June 15, 2011 (Vol. 31, No. 12)

Josh P. Roberts

Emerging Solutions Aim to Bring Challenging Targets Under Control

Some proteins are easier to express than others. For some, just clone them into an E. coli vector and let the bacteria do the work. But for others—such as toxic proteins, membrane proteins, glycosylated proteins, and hydrophobic proteins—getting them to express, fold, and function or crystalize can present a challenge.

Scientists at CHI’s “PEGS” conference, held last month in Boston, were keen to talk about some of the difficulties they faced in expressing challenging proteins. Fortunately, they were just as keen to talk about the solutions they came up with.

Typically, when researchers want to express a protein they turn first to E. coli: transfect the bacteria with the appropriate vector, grow it up, plate it out, select colonies, and grow up cultures of the selected clones. Then the fun of purification begins.

Yet for work on an analytical scale, protein can be generated without the need for cell culture (though this, alas, doesn’t alleviate the subsequent need for biochemistry). Several in vitro translation systems based on bacterial, yeast, plant, insect, and mammalian cell extracts exist to turn DNA or RNA into protein.

These all have the added advantage of being able to express proteins that may be toxic to a cell. Each, of course, has its own pros and cons as well—bacterial- and wheat germ-based systems have higher yields, but these and the rabbit reticulocyte systems aren’t capable of glycosylating the resultant proteins, for example, while insect cell lysates introduce insect-specific post-translational modifications.

There are advantages to expressing human proteins using a human system, foremost among them are that the products will be properly folded and properly post-translationally modified, explained Brian Webb, platform manager at Thermo Fisher Scientific. Many academics have published on making a cell-free protein-expression system from human cell lysates, but to date there is only a single commercial product line based on research from the Riken Institute in Japan and licensed by Thermo.

Thermo’s kits make use of a T7 promoter and an internal ribosome entry site, so that it is not necessary for the resultant RNA to be capped before being translated.

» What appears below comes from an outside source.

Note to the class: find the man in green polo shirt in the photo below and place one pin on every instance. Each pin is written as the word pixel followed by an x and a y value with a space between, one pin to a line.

One set of kits, based on HeLa cell extract, has been optimized for high yield—currently promising up to about 40 ug/mL in about 90 minutes. Data was presented at “PEGS” indicating that yields of several hundred µg of recombinant protein per mL of reaction are possible, and Webb said that such higher-producing kits should be available in the fall. A second set, based on a hybridoma, is optimized for the expression of glycoproteins.

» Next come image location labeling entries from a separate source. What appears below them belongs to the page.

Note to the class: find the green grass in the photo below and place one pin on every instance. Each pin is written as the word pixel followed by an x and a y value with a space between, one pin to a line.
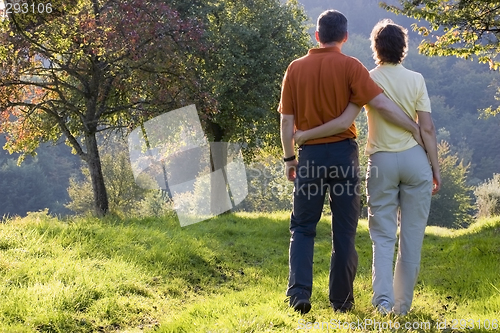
pixel 228 274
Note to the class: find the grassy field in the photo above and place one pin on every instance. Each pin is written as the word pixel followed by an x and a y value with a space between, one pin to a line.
pixel 228 274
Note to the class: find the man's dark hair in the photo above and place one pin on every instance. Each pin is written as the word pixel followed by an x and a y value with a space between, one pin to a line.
pixel 331 26
pixel 389 42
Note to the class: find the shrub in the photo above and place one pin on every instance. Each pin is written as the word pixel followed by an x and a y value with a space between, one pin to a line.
pixel 451 207
pixel 488 197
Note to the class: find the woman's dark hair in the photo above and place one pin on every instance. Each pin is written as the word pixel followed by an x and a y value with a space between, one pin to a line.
pixel 331 26
pixel 389 42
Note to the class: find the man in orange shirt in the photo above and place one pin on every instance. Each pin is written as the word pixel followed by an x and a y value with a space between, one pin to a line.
pixel 321 86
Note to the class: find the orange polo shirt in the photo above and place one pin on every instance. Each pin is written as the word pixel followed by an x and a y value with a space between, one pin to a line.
pixel 318 87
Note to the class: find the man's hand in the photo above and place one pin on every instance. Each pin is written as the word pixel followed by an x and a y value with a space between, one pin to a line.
pixel 418 137
pixel 291 170
pixel 299 137
pixel 436 180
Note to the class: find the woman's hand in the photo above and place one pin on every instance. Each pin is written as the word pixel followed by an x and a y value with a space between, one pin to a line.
pixel 299 137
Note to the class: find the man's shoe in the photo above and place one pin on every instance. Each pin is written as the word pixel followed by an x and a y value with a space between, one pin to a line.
pixel 300 302
pixel 384 308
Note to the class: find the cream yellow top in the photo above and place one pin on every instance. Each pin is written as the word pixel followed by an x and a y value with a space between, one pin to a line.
pixel 407 89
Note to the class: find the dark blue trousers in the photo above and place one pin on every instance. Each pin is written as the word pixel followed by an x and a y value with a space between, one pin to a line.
pixel 322 168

Multiple proteins can be expressed, potentially allowing protein complexes that have more than one subunit in the same reaction, which could “allow those subunits to form and carry out their function,” Webb added.

Later this year Thermo will introduce a series of expression vectors that include C- or N-terminal flag, HA, or myc tags, to complement the currently available HIS tag vector. Fusion vectors encoding GFP are also in the making.


According to Thermo Fisher Scientific scientists, there are advantages to expressing human proteins using a human system, foremost among them are that the products will be properly folded and properly post-translationally modified.

Dare to Compare

For production quantities, cell culture/fermentation is still the way to go. And, although biopharmaceuticals have been on the market for more than 20 years, those products have been produced by only a handful of expression systems, said Georg Klima, Ph.D., head of microbial process science at Boehringer Ingelheim Biopharmaceuticals.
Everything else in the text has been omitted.